Lorentz-invariance of step function

Proper, orthochronous Lorentz transformations can't change the sign of a $x^0$ component in a time-like four-vector - $dx^\mu dx_\mu$ and $\text{sign}\,x^0$ are both Lorentz invariants if $x_\mu$ is time-like. Because $\text{sign}\,x^0$ is Lorentz invariant, the step function $\theta(x^0)$ is Lorentz invariant - the condition is that $x$ is time-like.

A general Lorentz transformation that wasn't orthochronous could violate causality by making one observer see time-like events occurring in a different order.


I'd like to add to Innisfree's answer, which depends on the orthochronous property of certain Lorentz transformations, so as to clear up the follow-up question to his/her answer::

Why proper, orthochronous Lorentz transformations can't change the sign of $x^0$ of a time-like vector?

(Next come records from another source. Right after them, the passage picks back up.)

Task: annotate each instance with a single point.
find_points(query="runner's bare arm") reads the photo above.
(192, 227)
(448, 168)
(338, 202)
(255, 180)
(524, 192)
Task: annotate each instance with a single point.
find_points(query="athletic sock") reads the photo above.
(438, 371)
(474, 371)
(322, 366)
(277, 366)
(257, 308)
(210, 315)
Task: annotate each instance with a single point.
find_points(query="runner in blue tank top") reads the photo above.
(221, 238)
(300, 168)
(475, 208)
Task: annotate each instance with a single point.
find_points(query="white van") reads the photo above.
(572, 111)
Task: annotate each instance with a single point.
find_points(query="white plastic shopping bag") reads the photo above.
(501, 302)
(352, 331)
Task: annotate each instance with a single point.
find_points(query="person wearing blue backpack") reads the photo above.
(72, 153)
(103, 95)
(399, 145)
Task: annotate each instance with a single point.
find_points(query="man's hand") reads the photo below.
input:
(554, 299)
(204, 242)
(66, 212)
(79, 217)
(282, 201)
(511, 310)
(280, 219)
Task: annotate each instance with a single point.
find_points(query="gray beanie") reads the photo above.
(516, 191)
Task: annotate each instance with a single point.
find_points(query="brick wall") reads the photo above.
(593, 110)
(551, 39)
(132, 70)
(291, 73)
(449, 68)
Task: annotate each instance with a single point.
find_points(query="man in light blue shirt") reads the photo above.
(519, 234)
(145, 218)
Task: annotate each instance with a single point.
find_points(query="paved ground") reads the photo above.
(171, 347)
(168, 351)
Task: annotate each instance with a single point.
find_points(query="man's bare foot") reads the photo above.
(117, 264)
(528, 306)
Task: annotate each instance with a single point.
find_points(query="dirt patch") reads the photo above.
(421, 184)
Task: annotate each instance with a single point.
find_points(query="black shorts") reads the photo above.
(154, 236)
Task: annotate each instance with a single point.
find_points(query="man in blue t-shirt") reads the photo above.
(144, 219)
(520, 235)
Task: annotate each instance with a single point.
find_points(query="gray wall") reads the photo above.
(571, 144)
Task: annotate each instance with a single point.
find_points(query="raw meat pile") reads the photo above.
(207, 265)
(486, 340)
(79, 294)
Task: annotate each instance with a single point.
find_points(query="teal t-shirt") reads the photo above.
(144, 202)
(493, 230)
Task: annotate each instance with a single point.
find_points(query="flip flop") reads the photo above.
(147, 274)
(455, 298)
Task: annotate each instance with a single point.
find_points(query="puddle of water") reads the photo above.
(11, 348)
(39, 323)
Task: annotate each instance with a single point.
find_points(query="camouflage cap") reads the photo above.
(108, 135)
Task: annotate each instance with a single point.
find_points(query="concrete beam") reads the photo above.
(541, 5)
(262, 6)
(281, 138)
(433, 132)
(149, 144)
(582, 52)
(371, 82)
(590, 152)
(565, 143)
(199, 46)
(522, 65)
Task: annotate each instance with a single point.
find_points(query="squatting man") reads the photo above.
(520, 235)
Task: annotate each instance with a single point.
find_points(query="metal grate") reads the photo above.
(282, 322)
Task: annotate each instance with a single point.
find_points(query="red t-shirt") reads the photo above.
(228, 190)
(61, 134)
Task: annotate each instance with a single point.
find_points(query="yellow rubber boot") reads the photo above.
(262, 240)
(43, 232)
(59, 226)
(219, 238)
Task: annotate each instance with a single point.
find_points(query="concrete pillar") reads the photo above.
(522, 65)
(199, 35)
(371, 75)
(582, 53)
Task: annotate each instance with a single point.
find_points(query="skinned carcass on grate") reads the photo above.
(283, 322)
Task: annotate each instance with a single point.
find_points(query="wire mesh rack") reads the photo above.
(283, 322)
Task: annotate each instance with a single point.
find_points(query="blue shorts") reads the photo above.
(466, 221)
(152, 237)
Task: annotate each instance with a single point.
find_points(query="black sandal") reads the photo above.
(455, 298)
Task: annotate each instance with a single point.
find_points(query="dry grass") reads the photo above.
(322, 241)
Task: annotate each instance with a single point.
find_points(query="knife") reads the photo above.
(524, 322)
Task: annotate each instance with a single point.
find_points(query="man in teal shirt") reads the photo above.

First let's clear up some terminology. An orthochronous Lorentz transformation means, by definition, one that doesn't reverse the sign of the time component $x^0$ of a timelike vector $X$, i.e. one for which ${x^0}^2-{x^1}^2-{x^2}^2-{x^3}^2 > 0$. It can reverse the $x^0$ component if this inequality is not fulfilled. So this nonreversal is something that is a by-definition property of orthochronous transformations, so, in these terms, the question has no physical content. But a question that does have physical consequence, and whose answer is crucial to Innisfree's arguent, is that:

The identity-connected component of the Lorentz group $SO(1,\,3)$ comprises only orthochronous transformations

Physically, what this means is that no finite number of finite rapidity boosts and rotations can reverse the sign of $x_0$. This is what allows us to salvage a sound notion of causality from special relativity even though simulteneity is observer-dependent, as long as we postulate that supraluminal signalling is impossible.

The proof of the statement is the following simple argument.

Let's suppose that $(t,\,x,\,y,\,x)$ is an event in an observer's future such that $t^2 - x^2 - y^2 - z^2=Q^2 > 0$.

Then, under the action of any Lorentz transformation, this event's co-ordinates become $(t^\prime,\,x^\prime,\,y^\prime,\,x^\prime)$ where:

$${t^\prime}^2 = Q^2 + {x^\prime}^2 + {y^\prime}^2 + {z^\prime}^2\tag{1}$$

where $Q$ (the Minkowski length of the vector) is constant and therefore:

$$t = \pm\sqrt{Q^2 + {x^\prime}^2 + {y^\prime}^2 + {z^\prime}^2}\tag{2}$$

which means that, as $t,\,x,\,y,\,z$ are varied through a Lorentz transformation, either $t \geq +Q$ or $t\leq-Q$, and $t$ is excluded from the interval nonzero length interval $(-|Q|,\,|Q|)$.

But if the event co-ordinates $X^\prime$ are acted on by a Lorentz transformation from the Lorentz group's-identity connected component, this means there is a continuous path of the form:

$$X_s:\mathbb{R}\to\mathbb{R}^{1+3};\;X_s(s) = \prod_{k=0}^N\exp(s\,K_k)\,X;\;X_k\in\mathfrak{so}(1,\,3)\quad X_s(1) = X^\prime\tag{3}$$

linking $X$ to $X^\prime$, so the time co-ordinate must vary continuously along this path. Therefore, it cannot jump the excluded interval $(-|Q|,\,|Q|)$ and so therefore, the negative root of (2) is ruled out and we conclude that the time component must stay positive. Thus all members of the Lorentz group's identity connected component are orthochronous and no finite number of finite rapidity boosts and rotations (i.e. the $\exp(K_k)$ in (3) at $s=1$) can reverse the time order of timelike-separated spacetime events.


The idea for this little argument comes from the the technique in Schreier's original 1926 proof of Schreier's theorem that any discrete normal subgroup of a Lie group is needfully contained within the Lie group's center. See Schreier, O. "Abstrakte kontinuierliche Gruppen", Abhandlungen aus dem Mathematischen Seminar der Universitat Hamburg, 4: pp15-32, 1926


Thanks WetSavannaAnimal aka Rod Vance for the rigorous proof. Here I would like to add a short answer in a different perspective.

An orthochronous proper Lorentz transformation can always be split into a boost and a rotation. The rotation part doesn’t change the $k^0$ component. A boost on $k^{0}$ has the form $$ k^{0\prime}=\gamma\left(k^{0}-\vec{v}\cdot\vec{k}\right). $$ Since for time-like or light-like vectors, $\left|k^{0}\right|\ge\left|\vec{k}\right|$, $\left|v\right|<1$, and $\gamma>0$, boosts preserve the sign of $k^{0}$. Thus, $\theta\left(k^{0}\right)$ is Lorentz invariant for time-like and light-like vectors.